When we were there, two temporary exhibitions featured. One was based on the life of Nikos Kazantzakis, with a multimedia installation in one room, and a timeline of his life and travels in the other. The second exhibition was called 'Fragments' and covered Crete during the difficult war years.


There was some sensational footage of German troops in action on the island, and some harrowing excerpts from the last letters and speeches of the Cretan martyrs murdered for opposing the excesses of the Nazi army in Greece.

In a particularly moving room, a slide projector looped through portraits of more than 60 Greeks killed by the Nazis in Heraklion as retaliation for acts of sabotage. Underneath the images, a glass case that appeared permanently lit with candles held some of the disparate anonymous personal effects of Greek nationals retrieved from the mass graves left in the wake of the German occupation.

The museum cost &euor;5, and was well worth it. There was also a nice little cafe on the second level, with a great view out over the sea, which would be worth remembering for days when you wanted the view, but didn't want to be out in the wind.

July 18, 2008

Chania's German War Memorial - then and now

I've been looking for some time for an original photograph of the German War Memorial that stands near our house. We spotted some in the Naval Museum in the Old Chania Harbour, but I've just found a very clear photograph in a book.


The book in question is 'Documents From The Battle And The Resistance Of Crete' by George I. Panagiotakis. Apart from the Germaniko Pouli picture, there is lots of documentary evidence of the terrible time that the people of Crete endured during World War II. There are some brutal pictures of Nazi massacres and executions, as well as pictures of the military hardware, innocent Cretan by-standers, and German, Greek and Allied soldiers who fought on the island.
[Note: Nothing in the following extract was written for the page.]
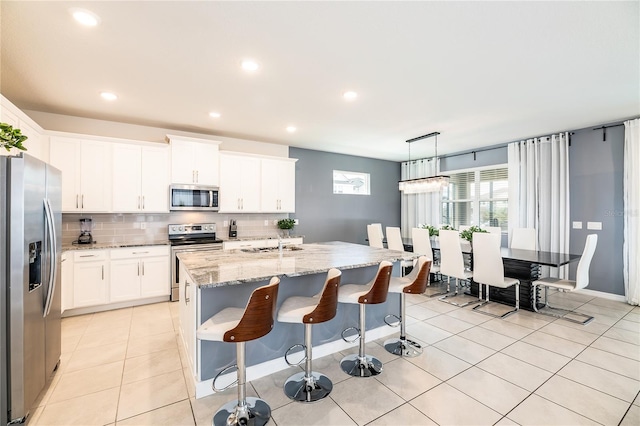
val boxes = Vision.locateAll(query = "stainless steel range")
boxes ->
[169,223,222,301]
This isn't a romanticised story of what went on during the island, or one person's recollection, but a valuable archive of historical source material. It was published in Heraklion last year, and I'm pleased to see it on the book shelves in Crete.

I've tried to take a picture of the monument as it stands today from a similar angle so that you can see the difference after over half-a-century.


Incidentally, our site has had a couple of comments left by Piper Bill Jenkins, who, at the age of 74, will be visiting the island later this year to pay his respects to both fallen soldiers and the brave civilians of the island.

July 11, 2008

The ghosts of Frangokastello

One of the things that had attracted us to stay at Frangokastello last year was the ghost story attached to the castle. The Hora Sfakian region has always been a thorn in the side to whoever was trying to conquer and occupy Crete, and the fort was originally built by the Venetians in the 14th century, and later used by the Turks.


The most famous rebellion occurred in 1828, when Hadzi Mihalis Dalanis and his 400-strong band of Cretan rebels lost a bloody pitched battle at the fort, but took twice as many Turks with them. On the anniversary of the their deaths - 17th May - the Cretan rebels are said to appear at dawn as misty shapes around the fort, and march into the sea.

Those who don't believe in the superstition believe that the visual effect is caused by atmospheric conditions specific to that time of year, and that the figures that appear are some sort of reflection from the Libyan desert which is across the water from southern Crete.

When we visited it in 2007, we stayed the night of the 15th of May, 2 days before the anniversary. Well, we decided it seemed churlish not to try and spot this effect - which if it was just down to the vague time of year might not be restricted to the 17th itself.

We were staying in the Flisvos apartments, with the sea literally lapping at the foot of our chalet door. Some of the rooms are in a converted old windmill, and we had a room in one of the old out-houses.


We got up at 5am, and sat on the rocks outside our room to watch dawn come up over the Eastern mountains of Crete. And hopefully spot some ghosts.


We did get a little spooked at one point by a small animal running across the rocks near us, which could have been a rat or a weasel, but needless to say, we didn't see any visions. Dawn was, nevertheless, as spectacular as you'd imagine as we huddled together with our little flask of coffee.